Issue #1 can often be overcome by adjusting the purchase price to reflect this benefit to the buyer however, issue #2 is often a showstopper impeding the sale of corporate stock. For example, imagine that the Seller is a $20 million manufacturer of snow skis which is valued at $10 million and the Acquirer has revenues of $200 million. Although a well structured stock transaction may result in total tax savings of 50% over a sale of assets, in this example these savings may only be on the order of $2 million. After considering the economic loss of the stepped up basis and some split of the tax savings between Purchaser and Seller, chances are that the Purchaser will only realize a minimal amount of net savings on the stock transaction. Let’s use a net savings of five hundred thousand dollars for this example:

It is Critical to Know Exactly Why Your Business is a “C” Corporation

The major issue for the Purchaser to consider will be:

Is it worth a savings of five hundred thousand dollars to expose their $200 million business to all the potential liabilities of the target acquisition?

Imagine that the ski manufacturer made a defective binding a year prior to the acquisition? Subsequent to the acquisition the binding failed and the skier fell and seriously injured himself. The Purchaser will be liable for the damages!

Product and environmental liabilities are two of the most concerning issues to potential Purchasers of corporate stock.

While a strong intermediary may be able to overcome such liability issues and subsequently structure a sale of corporate stock that will work for both parties, corporations should review the current pros and cons of the “C” corporation status and consider converting to an LLC or S corporation well in advance of the sale of the business. If converting to an S corporation is not possible, don’t lose sleep yet. It may be possible to structure a transaction that will allocate the purchase price so not to be exposed to double taxation. For example, professional service businesses may be able to allocate a substantial portion of the price to personal goodwill, which bypasses the corporate level tax. Additionally, retainers and non-compete agreements may be negotiated which will also bypass the corporate tax.

It is critically important to hire a strong transaction team (accountant, attorney and intermediary) that has substantial negotiation and structuring experience. When it comes to selling a “C” corporation the transaction can become much more complex and the team’s structuring tactics even more crucial. An effective deal structure will maximize the amount the Seller will have to show for a lifetime of sweat equity. Note: A strong intermediary will advise you on required skill se of the team members and coordinate the team member’s activities.

Conversion from a Subchapter S to a “C” corporation is not a problem from a tax perspective. However, going from a “C” corporation to an S can be a taxable event if the value of the corporation has appreciated since its formation. Note that generally, you cannot convert a corporation to an LLC. You will need to dissolve your corporation.
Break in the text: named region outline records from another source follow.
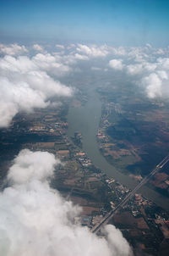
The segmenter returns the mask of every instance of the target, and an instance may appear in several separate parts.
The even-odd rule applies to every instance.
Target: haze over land
[[[105,186],[101,189],[107,189],[103,194],[113,198],[114,186],[109,182],[115,181],[101,180],[106,175],[95,167],[91,174],[90,159],[77,158],[87,153],[81,152],[81,141],[78,147],[72,146],[65,131],[68,108],[85,106],[91,92],[98,94],[102,104],[95,136],[100,136],[100,150],[104,157],[111,156],[107,159],[116,168],[142,179],[150,171],[144,166],[151,169],[165,156],[169,146],[168,9],[167,1],[157,0],[1,1],[0,254],[133,255],[131,245],[115,225],[106,225],[104,237],[98,237],[75,221],[83,210],[68,199],[76,181],[67,181],[68,186],[68,186],[66,198],[51,187],[51,181],[57,181],[61,173],[63,182],[67,175],[66,168],[58,172],[62,164],[65,166],[58,159],[63,154],[68,164],[75,163],[74,170],[68,171],[77,170],[78,179],[81,178],[77,179],[78,186],[86,189],[88,184],[93,196],[101,184]],[[151,129],[155,132],[148,133]],[[76,136],[83,138],[83,134]],[[87,171],[91,176],[85,182]],[[151,186],[157,191],[160,187],[160,192],[165,189],[162,192],[167,196],[169,174],[165,171],[160,174],[162,178],[157,177],[162,185],[156,178]],[[124,195],[128,192],[121,189]],[[110,199],[105,206],[103,198],[95,203],[101,203],[105,213],[113,209],[114,203]],[[121,199],[118,196],[117,202]],[[143,221],[144,235],[149,227]],[[137,242],[134,245],[137,248]]]

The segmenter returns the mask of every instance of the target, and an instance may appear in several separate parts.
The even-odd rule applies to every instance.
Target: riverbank
[[[75,131],[83,136],[83,150],[87,153],[92,163],[109,177],[118,181],[121,184],[134,189],[138,182],[129,175],[120,172],[111,165],[100,153],[96,141],[96,134],[101,114],[101,102],[95,89],[90,90],[88,102],[79,108],[70,107],[68,114],[68,135],[73,136]],[[139,191],[144,198],[152,200],[157,205],[169,210],[169,199],[161,196],[147,186]]]

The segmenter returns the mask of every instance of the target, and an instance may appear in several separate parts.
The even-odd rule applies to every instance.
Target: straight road
[[[97,233],[101,227],[107,224],[108,221],[112,218],[112,216],[119,210],[120,208],[124,206],[128,201],[136,193],[136,192],[155,174],[157,173],[161,168],[163,168],[167,162],[169,161],[169,155],[166,156],[160,164],[158,164],[155,169],[146,176],[144,177],[135,187],[134,189],[129,192],[126,198],[112,210],[111,210],[105,217],[102,218],[100,223],[96,224],[92,229],[92,233]]]

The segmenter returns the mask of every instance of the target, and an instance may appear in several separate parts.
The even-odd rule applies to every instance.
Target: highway
[[[107,224],[108,221],[112,218],[112,216],[124,206],[128,201],[136,193],[136,192],[155,174],[157,173],[161,168],[163,168],[166,163],[169,161],[169,155],[167,155],[160,164],[158,164],[155,169],[147,175],[145,176],[134,188],[132,192],[130,192],[126,198],[112,210],[111,210],[106,216],[102,218],[102,220],[97,223],[95,226],[92,227],[90,231],[92,233],[97,233],[101,227]]]

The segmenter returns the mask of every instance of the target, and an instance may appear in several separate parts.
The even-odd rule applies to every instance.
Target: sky
[[[3,42],[169,43],[166,0],[1,0]]]

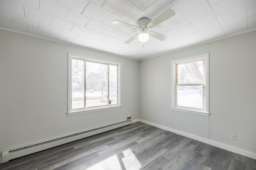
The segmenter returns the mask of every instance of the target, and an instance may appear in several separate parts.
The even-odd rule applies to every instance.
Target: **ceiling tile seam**
[[[200,5],[200,4],[202,4],[202,3],[204,3],[204,2],[205,2],[205,1],[204,1],[204,2],[202,2],[201,3],[200,3],[200,4],[198,4],[198,5],[197,5],[197,6],[197,6],[198,5]],[[208,4],[209,4],[209,5],[210,6],[210,7],[211,8],[211,9],[212,9],[212,12],[210,12],[210,13],[208,13],[208,14],[205,14],[204,16],[205,16],[206,15],[208,15],[208,14],[210,14],[210,13],[212,13],[212,12],[213,12],[213,13],[214,14],[214,12],[213,12],[213,11],[212,10],[212,7],[210,5],[210,4],[209,4],[209,2],[208,2],[208,1],[207,0],[207,2],[208,3]],[[194,7],[193,7],[193,8],[194,8]],[[190,8],[190,9],[192,9],[192,8]],[[204,36],[203,36],[203,35],[202,34],[202,33],[201,33],[201,32],[200,32],[200,31],[199,31],[197,29],[196,29],[196,27],[194,26],[194,25],[193,25],[193,24],[192,24],[192,23],[191,23],[191,21],[194,21],[194,20],[196,20],[198,19],[198,18],[200,18],[202,17],[203,17],[203,16],[201,16],[201,17],[199,17],[199,18],[196,18],[196,19],[194,19],[194,20],[192,20],[192,21],[188,21],[188,20],[187,20],[187,19],[186,19],[186,18],[185,18],[185,17],[183,16],[183,15],[182,14],[182,13],[180,13],[180,11],[179,11],[179,10],[178,10],[177,8],[176,8],[176,9],[177,10],[177,11],[178,11],[180,13],[180,15],[181,15],[183,17],[183,18],[184,18],[184,19],[185,19],[186,20],[187,20],[187,21],[188,21],[188,22],[189,23],[190,23],[190,25],[191,25],[191,26],[192,26],[192,27],[194,27],[194,28],[196,30],[196,31],[197,31],[197,32],[198,32],[198,33],[200,33],[200,34],[202,36],[202,37],[204,37],[205,38],[206,38],[206,37],[205,37]],[[186,11],[188,11],[188,10],[186,10]],[[185,12],[186,11],[184,11],[184,12]],[[215,15],[214,14],[214,16],[215,16]],[[216,18],[216,16],[215,16],[215,18]],[[216,18],[216,19],[217,20],[217,18]],[[176,22],[178,22],[178,21]],[[212,23],[212,22],[212,22],[212,23]],[[218,22],[219,22],[218,21]],[[172,24],[174,24],[174,23],[172,23]],[[208,24],[210,24],[210,23],[208,23]],[[220,23],[219,23],[219,24],[220,24]],[[207,24],[206,24],[206,25],[207,25]],[[176,33],[177,32],[178,32],[178,31],[181,31],[183,30],[184,30],[184,29],[187,29],[187,28],[188,28],[188,27],[185,28],[184,28],[184,29],[181,29],[181,30],[179,30],[178,31],[176,31],[176,32],[174,32],[174,33],[175,33],[175,34],[176,34],[176,35],[178,35],[178,34],[177,34],[177,33]],[[223,30],[222,30],[222,31],[223,31]],[[192,33],[191,33],[191,34],[188,34],[188,35],[186,35],[186,36],[188,35],[190,35],[190,34],[192,34]],[[185,39],[184,39],[183,38],[183,37],[181,37],[181,36],[180,36],[180,37],[182,37],[182,38],[183,39],[183,40],[185,40]],[[182,41],[182,40],[180,40],[180,41]],[[178,41],[177,41],[177,42],[178,42]]]
[[[24,6],[25,5],[23,4],[23,14],[24,14],[24,16],[25,16],[25,8],[24,7]]]
[[[249,27],[248,26],[248,16],[247,15],[247,12],[248,12],[248,10],[247,10],[247,1],[246,0],[245,1],[245,7],[246,9],[246,23],[247,24],[247,30],[249,29]]]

Once having done this, generally one may form a new LLC using the same name.

When an existing “C” corporation converts to an S corporation, only the post-conversion appreciation in the corporation’s assets will qualify for single level tax treatment, unless the corporation’s assets are sold more than 10 years after the date of conversion. This 10-year “look back” period prevents a “C” corporation with appreciated assets (and subject to double taxation on the sale of those assets and subsequent distribution of proceeds to its shareholders) from converting to an S corporation in order to achieve a single level of taxation.


If your company is a “C” corporation seriously consider a conversion that will lower the taxable impact on your business. If you plan to sell the business prior to ten years from the time of conversion then hire a strong team that will be able to assist in structuring a tax efficient transaction.